Employees working for the department before the new ordinance took effect and who live outside the city are considered in compliance.
HOLYOKE – An ordinance established last month requires that new employees of the Fire Department be residents of the city.
The City Council’s June 21 adoption of the ordinance updates a residency rule that had gone unenforced for decades.
But it appears the new ordinance won’t settle a debate that has lasted for years about where firefighters and other department employees must live. The firefighters union said it will fight the rule because it violates its contract with the city.

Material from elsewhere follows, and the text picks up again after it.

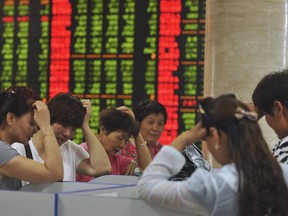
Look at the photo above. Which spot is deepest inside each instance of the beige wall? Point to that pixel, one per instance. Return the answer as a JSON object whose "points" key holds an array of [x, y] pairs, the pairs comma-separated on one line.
{"points": [[244, 41]]}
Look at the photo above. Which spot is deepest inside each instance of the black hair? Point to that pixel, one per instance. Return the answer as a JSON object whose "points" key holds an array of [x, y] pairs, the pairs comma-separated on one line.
{"points": [[113, 119], [17, 100], [66, 109], [272, 87]]}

Nevertheless, Councilor Kevin A. Jourdain said Monday, taxpayers and the city in general will benefit from the new residency rule for Fire Department employees.
“Tax dollars will stay here. People whose salaries we’re going to be paying are going to live in Holyoke,” Jourdain said.
“Further, I maintain the more people who live in the city and work in the city have a stronger connection to the city,” he said.
The ordinance requires that all new employees hired after the ordinance takes effect live in Holyoke for their careers, he said.
Department personnel employed before the ordinance took effect were granted compliance status, or “grandfathered,” even if they face a subsequent break in service such as a layoff, he said.
If someone’s spouse has a residency requirement in another city, that individual would be exempt from the new ordinance, he said.
The Fire Commission, a three-member board appointed by the mayor, is responsible for enforcing the residency ordinance. Violators could be fired, he said.
The city actually had an ordinance that was supposed to require that all Fire Department employees live here, but it stopped being enforced nearly 30 years ago, he said.
The union’s position is non-city residency allowed in the collective bargaining agreement supercedes the ordinance, said firefighter Timothy J. Leary, president of Holyoke Fire Fighters Association, Local 1693, International Association of Fire Fighters.
The contract lets employees live outside the city provided they can respond without great delay from their homes to an emergency here, he said. The union has 126 members.
“The union’s position is we will hold the city to its contractual obligation,” Leary said.
The council approved the residency ordinance 9-6.
Voting yes were councilors Brenna E. Murphy, Rebecca Lisi, James M. Leahy, Aaron M. Vega, Diosdado Lopez, Timothy W. Purington, Linda L. Vacon, Todd A. McGee and Jourdain.
Voting no were councilors Joseph M. McGiverin, Patricia C. Devine, Peter R. Tallman, Donald R. Welch, Anthony M. Keane and John J. O’Neill.